Illegal phoenixing gets snuffed out
The Government continues to target illegal phoenixing arrangements where a new company is established to continue the business of another entity that was liquidated to avoid paying its liabilities. Phoenixing has a negative effect on the economy at large through increased costs to regulators and a loss of tax revenue, and at an individual level through the avoidance of employee entitlements including wages, superannuation, and accrued leave.
The Government intends to extend the current anti-phoenixing provisions within the corporations and tax laws, and includes reforms to:
- Introduce new phoenix offences to target those who conduct or facilitate illegal phoenixing
- Prevent directors improperly backdating resignations to avoid liability or prosecution
- Limit the ability of directors to resign when this would leave the company with no directors
- Restrict the ability of related creditors to vote on the appointment, removal or replacement of an external administrator
- Extend the Director Penalty Regime to GST, luxury car tax and wine equalisation tax, making directors personally liable for the company’s debts
- Expand the ATO’s power to retain refunds where there are outstanding tax lodgements.

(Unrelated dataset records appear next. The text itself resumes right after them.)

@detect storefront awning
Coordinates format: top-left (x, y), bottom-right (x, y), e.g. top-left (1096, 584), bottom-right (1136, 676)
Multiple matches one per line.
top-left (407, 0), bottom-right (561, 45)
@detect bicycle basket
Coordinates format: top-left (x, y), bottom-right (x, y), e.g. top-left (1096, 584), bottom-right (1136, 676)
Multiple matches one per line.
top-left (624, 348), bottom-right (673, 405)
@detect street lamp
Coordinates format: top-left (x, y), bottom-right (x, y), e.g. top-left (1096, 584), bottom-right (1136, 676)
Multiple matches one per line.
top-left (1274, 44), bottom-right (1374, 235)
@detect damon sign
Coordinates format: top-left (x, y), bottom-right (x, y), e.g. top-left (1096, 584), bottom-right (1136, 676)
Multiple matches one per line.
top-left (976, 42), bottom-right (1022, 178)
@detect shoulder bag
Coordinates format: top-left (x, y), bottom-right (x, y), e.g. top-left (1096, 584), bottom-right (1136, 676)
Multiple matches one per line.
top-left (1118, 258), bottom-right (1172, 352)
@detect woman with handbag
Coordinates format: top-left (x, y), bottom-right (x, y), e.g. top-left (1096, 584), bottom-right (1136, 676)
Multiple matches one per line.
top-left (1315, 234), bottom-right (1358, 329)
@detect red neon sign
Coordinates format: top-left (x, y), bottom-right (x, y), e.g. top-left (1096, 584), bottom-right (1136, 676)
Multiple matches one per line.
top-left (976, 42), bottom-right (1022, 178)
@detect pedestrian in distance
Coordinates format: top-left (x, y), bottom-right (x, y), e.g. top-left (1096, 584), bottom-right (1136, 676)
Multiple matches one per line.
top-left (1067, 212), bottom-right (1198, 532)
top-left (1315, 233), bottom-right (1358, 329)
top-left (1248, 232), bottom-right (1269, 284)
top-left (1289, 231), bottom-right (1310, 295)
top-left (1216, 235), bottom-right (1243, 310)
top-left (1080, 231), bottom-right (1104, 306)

These reforms act in concert with the Government’s Phoenix, Serious Financial Crime and Black Economy taskforces, and other announced reforms such as a Director Identification Number, and a combined black economy and illegal phoenixing hotline.
There is no revenue impact to the Commonwealth as the amounts collected under these measures are paid to the States. Notwithstanding the Director Penalty Regime is slated to raise $40.0 million over the forward estimates.
BDO acknowledges that there are loopholes in the current system allowing phoenix operators to gain unfair advantage over honest competing businesses. However, crucial to the effectiveness of the proposed reforms is to ensure they target illegitimate phoenix activities without jeopardising legitimate business behaviour. The proposed reforms present a welcome change in direction from reactive to proactive measures, with a view to deterrence.